Mitchell Plateau wattle

Scientific classification
- Kingdom: Plantae
- Clade: Tracheophytes
- Clade: Angiosperms
- Clade: Eudicots
- Clade: Rosids
- Order: Fabales
- Family: Fabaceae
- Subfamily: Caesalpinioideae
- Clade: Mimosoid clade
- Genus: Acacia
- Species: A. dissimilis
- Binomial name: Acacia dissimilis M.W.McDonald
- Synonyms: Acacia dissimilis M.W.McDonald & Maslin nom. inval.; Racosperma dissimile (M.W.McDonald) Pedley;

= Acacia dissimilis =

- Genus: Acacia
- Species: dissimilis
- Authority: M.W.McDonald
- Synonyms: Acacia dissimilis M.W.McDonald & Maslin nom. inval., Racosperma dissimile (M.W.McDonald) Pedley

Species of legume

Acacia dissimilis, also known as the Mitchell Plateau wattle, is a species of flowering plant in the family Fabaceae and is endemic to a small area of northern Western Australia. It is an openly branched shrub with smooth, grey bark, dimidiate or slightly sickle-shaped, thinly leathery phyllodes, spikes of flowers and linear, crusty pods.

==Description==
Acacia dissimilis is an openly branched shrub that typically grows to a height of up to 2.5 m and has smooth grey bark. Its new shoots are covered with long, soft, lemon yellow hairs. The branchlets are terete, slightly flattened near the outer ends, and can be sparsely or densely covered with soft, silvery hairs. The phyllodes are dimidiate or slightly sickle-shaped, 90–150 mm long and 25–45 mm wide with many parallel longitudinal veins, with three to seven more prominent than the others. There are stipules 4–5 mm long at the base of the phyllodes. The flowers have not been seen, apart from two spikes 80 mm long on densely hairy peduncles 8–10 mm long. The pods are linear, crusty, 2–7 mm wide, slightly constricted between the seeds, wrinkled and sparsely covered with soft hairs. The seeds are elliptic to egg-shaped, 3–4 mm long and 2–3 mm wide with a cream-coloured aril.

==Taxonomy==
Acacia dissimilis was first formally described in 2003 by Maurice W. MacDonald in Australian Systematic Botany from specimens collected 11 km south-south-west of Mitchell Falls. The specific epithet (dissimilis) means 'unalike' or 'different', alluding to its unusual fruiting time from May to June.

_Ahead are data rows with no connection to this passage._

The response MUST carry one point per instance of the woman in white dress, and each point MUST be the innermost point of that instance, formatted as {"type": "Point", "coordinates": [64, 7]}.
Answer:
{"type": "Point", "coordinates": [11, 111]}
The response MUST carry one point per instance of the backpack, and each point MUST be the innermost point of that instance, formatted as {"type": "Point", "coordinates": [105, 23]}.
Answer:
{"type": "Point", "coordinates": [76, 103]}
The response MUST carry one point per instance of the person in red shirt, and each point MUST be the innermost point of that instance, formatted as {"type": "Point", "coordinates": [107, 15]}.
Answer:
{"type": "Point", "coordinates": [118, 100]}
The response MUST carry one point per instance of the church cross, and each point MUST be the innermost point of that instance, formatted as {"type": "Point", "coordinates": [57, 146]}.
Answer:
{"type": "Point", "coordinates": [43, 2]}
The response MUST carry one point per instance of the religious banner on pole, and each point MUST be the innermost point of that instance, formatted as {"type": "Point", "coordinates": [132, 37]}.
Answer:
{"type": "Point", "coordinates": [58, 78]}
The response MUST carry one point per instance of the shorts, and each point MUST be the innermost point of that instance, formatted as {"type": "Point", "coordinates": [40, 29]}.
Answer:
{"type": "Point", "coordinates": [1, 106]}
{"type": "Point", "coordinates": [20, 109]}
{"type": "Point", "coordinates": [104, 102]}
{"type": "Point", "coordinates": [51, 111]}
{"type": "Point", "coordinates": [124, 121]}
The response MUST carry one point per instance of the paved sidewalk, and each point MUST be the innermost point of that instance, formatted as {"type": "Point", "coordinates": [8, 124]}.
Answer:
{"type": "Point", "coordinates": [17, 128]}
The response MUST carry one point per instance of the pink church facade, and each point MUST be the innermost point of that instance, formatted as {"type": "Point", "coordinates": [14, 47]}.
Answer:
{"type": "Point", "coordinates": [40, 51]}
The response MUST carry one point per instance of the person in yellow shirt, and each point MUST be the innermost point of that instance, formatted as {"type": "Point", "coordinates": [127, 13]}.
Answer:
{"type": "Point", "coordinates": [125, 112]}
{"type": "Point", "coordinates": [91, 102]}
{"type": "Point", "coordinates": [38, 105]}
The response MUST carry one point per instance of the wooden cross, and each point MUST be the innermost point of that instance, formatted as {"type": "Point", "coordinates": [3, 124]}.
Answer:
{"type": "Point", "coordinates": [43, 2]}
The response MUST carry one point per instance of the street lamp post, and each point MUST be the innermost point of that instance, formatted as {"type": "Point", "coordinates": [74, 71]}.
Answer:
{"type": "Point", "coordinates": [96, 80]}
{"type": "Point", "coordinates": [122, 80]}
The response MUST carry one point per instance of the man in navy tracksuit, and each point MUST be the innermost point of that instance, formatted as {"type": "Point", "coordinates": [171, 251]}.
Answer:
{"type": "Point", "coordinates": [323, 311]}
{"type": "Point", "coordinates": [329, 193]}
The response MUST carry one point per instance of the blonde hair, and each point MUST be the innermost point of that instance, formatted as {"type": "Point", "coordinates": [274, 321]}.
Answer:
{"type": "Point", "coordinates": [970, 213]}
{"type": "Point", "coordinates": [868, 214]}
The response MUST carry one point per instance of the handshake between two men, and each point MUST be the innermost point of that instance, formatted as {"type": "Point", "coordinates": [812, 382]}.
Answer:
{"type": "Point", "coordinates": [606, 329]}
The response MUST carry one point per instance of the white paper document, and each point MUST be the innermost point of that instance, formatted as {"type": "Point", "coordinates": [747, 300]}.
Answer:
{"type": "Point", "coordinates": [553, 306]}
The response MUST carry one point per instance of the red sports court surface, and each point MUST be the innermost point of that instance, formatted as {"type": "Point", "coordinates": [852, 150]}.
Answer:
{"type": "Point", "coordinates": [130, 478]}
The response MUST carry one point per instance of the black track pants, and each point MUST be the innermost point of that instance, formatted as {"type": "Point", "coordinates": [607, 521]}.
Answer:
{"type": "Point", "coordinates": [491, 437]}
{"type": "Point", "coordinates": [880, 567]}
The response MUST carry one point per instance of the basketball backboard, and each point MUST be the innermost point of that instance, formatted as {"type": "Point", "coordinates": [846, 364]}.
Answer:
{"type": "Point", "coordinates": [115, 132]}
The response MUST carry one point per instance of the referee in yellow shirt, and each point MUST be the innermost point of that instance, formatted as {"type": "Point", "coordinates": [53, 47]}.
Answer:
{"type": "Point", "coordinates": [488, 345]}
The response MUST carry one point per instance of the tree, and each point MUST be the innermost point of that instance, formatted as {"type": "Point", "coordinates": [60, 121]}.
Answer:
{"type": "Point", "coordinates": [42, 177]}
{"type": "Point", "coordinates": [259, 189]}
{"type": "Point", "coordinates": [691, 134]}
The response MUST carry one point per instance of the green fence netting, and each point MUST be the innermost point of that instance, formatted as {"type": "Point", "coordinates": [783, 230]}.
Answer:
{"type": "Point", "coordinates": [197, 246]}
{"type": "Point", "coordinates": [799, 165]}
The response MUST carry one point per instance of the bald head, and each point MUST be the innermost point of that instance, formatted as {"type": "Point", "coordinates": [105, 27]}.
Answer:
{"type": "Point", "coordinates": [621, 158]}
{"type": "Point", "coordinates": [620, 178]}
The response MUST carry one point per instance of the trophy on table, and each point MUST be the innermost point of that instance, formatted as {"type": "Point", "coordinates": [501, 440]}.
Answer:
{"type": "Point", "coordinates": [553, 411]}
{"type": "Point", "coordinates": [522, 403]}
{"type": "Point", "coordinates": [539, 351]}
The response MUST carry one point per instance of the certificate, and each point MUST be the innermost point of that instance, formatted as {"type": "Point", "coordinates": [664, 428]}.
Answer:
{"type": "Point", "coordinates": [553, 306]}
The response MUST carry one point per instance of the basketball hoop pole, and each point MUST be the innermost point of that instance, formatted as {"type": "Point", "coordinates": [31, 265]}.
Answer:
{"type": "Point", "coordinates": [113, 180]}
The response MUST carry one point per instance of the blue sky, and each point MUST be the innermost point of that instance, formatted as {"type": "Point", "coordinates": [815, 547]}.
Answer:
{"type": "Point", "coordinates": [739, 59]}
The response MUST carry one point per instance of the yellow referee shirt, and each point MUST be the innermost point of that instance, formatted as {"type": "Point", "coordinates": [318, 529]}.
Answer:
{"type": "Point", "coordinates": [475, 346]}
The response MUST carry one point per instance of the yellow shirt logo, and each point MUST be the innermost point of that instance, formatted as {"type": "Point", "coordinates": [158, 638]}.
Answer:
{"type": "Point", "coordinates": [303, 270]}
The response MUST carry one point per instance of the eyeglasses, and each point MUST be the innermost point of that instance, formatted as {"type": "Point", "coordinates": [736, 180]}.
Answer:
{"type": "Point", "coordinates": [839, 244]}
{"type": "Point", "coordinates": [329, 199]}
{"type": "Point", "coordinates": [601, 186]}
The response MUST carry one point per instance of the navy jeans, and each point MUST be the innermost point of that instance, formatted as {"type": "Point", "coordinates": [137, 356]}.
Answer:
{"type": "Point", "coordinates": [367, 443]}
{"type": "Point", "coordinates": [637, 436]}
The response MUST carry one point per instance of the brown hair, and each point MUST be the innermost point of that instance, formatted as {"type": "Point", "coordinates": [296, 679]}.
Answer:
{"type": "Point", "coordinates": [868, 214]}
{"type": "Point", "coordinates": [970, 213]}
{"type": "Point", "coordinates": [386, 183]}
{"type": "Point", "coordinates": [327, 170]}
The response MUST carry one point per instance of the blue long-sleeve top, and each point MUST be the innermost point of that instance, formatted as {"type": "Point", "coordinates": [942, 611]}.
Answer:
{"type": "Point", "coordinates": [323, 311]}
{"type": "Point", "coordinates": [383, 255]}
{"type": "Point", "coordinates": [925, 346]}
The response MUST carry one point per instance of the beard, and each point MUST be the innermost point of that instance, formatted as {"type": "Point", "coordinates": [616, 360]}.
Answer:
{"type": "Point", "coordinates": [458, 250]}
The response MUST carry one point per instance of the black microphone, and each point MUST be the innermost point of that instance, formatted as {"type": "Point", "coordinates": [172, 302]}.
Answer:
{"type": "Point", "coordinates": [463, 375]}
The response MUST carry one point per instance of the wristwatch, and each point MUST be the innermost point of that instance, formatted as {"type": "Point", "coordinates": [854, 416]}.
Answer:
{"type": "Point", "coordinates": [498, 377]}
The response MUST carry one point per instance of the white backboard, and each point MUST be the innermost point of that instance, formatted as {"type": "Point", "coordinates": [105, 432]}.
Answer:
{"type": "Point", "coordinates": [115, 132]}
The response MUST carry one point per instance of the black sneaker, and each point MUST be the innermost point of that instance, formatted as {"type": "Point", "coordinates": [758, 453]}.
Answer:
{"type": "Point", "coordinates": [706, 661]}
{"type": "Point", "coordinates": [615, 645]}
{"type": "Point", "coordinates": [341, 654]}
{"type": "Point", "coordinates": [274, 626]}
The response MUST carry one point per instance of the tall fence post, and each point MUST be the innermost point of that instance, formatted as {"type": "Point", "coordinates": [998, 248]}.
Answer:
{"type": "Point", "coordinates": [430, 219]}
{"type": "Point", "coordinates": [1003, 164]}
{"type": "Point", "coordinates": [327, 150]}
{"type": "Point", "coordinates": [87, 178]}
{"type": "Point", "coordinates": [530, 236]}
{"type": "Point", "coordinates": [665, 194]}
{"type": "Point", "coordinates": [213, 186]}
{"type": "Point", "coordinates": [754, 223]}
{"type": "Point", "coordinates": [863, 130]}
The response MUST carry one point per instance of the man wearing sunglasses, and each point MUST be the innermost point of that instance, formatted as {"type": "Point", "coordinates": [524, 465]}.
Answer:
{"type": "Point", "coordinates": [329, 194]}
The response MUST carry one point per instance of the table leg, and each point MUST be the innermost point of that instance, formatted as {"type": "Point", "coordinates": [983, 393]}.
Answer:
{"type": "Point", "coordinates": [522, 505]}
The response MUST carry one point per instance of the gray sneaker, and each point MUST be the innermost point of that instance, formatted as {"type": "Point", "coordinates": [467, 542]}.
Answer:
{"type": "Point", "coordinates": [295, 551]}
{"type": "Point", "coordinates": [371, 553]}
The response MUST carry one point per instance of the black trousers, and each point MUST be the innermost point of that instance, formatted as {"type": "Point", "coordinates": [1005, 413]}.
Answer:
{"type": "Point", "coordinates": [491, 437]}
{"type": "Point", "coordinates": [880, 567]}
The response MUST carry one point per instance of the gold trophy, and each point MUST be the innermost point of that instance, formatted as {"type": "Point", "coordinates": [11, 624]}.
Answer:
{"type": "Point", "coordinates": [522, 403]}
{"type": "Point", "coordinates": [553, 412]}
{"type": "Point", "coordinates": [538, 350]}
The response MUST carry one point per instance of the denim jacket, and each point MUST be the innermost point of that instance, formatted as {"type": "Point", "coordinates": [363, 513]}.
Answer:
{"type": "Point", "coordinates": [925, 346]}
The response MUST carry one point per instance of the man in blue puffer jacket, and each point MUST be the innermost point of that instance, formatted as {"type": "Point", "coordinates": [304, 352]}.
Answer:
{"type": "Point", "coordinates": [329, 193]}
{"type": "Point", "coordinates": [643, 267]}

==Distribution and habitat==
Mitchell Plateau Wattle is native to an area in the Kimberley region of Western Australia where it is often found growing in disturbed lateritic soils. It is known in only two locations in the northern Kimberley the first being the Mitchell Plateau where it is found growing in lateritic soils and the other being on Laplace Island where it is found growing in basalt.